As I mentioned, usually the local MTA did this for me (queueing, retrying, notifications, …). I admit it may not always be the best approach but - in any case - whether this is User.transaction or something like send_email! if user.save / rescue SendmailError equivalent or any more sophisticated approach with Oban, the more Phoenix specific question from a noob in the Phoenix world is where would those who know better put the code handling these things?

It looks like the most robust thing, designed to handle such situations. But isn’t it a bit too heavy artillery for the so much typical case? How do you Phoenix experts handle it? Do you all use Oban or sage for registering users and sending activation token?

If the mail is not sent, then it is not received. If you can live with the case when the mail is not received, you can also live with the case when the mail is not sent. Hence this is not a problem:

the account is created but mail is never sent

While this is:

I send the mail but there’s no account in the DB to be confirmed

And thus the solution is to enqueue the job as a part of the db transaction, and then after the transaction is committed do the “best effort” of sending that e-mail, which means retrying to send for some reasonable amount of time.

OTOH if you insist on sending an e-mail inside the db transaction you won’t solve neither the first issue (an e-mail might still not be received, while the db record exists), nor the second one (an e-mail might be delivered but the db record is not present).

That’s all I have to say on the subject.
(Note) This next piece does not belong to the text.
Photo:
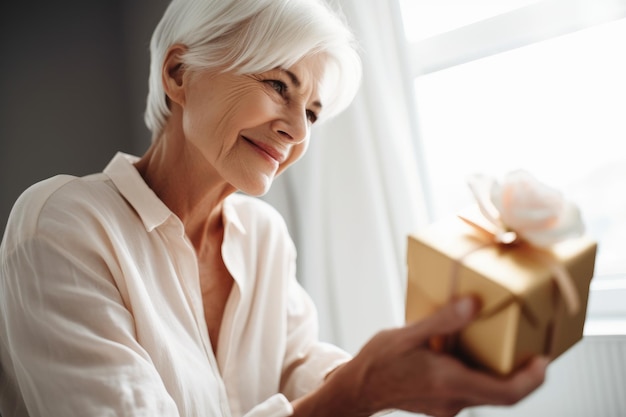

Make of it what you will, and best of luck!

5 Likes

It might result in the same outcome, but in terms of responsibilities/control it’s different. If I did successfully send the email off to a mail provider and something happens afterwards it’s out of my control. Me not successfully sending it off to the provider on the other hand is something I’m in control about and it’s therefore on my list of responsibilities.

To answer prev. questions: I feel saga’s are interesting in more high risk scenarios like e.g. external payment gateways and such things. They’re also not a good fit, as “email” doesn’t really have great compensation actions. If an email was sent there’s no turning back. You could send another mail “Sorry, something went wrong. Your user wasn’t created”, which seems sketchy at best.

Personally I feel using oban is a good middleground: You make sure queuing the email and creating the user is transactional, so once it comes to sending the email off you’re sure the pre-conditions were successful. So the only thing you have to deal with are errors …

  • …, where your provider did already receive and send of the email. Usually sending a mail multiple times is ok(ish) and oban does retry.
  • …, where you got a success response, where there was an error. This really shouldn’t happen, but even if it does is not something in your control, but a problem with the provider. See the start of this post.
2 Likes

Exactly!

I don’t insist on anything. I admit being out of my depth on both the language (which I certainly don’t “feel” currently yet) and the framework. My typical approach in “the other” language and framework was something like I quoted above:

send_activation_email! if user.save 
[...]
rescue SendmailError => e

where I handle the unlikely situation of local error, while mail queueing, retrying, async error notification, etc. is handled by the MTA itself. Whether something like that is anywhere close to best practice/idiomatic approach in Phoenix world I have of course no idea. Hence my request for some light on how it is best/typically done in phx.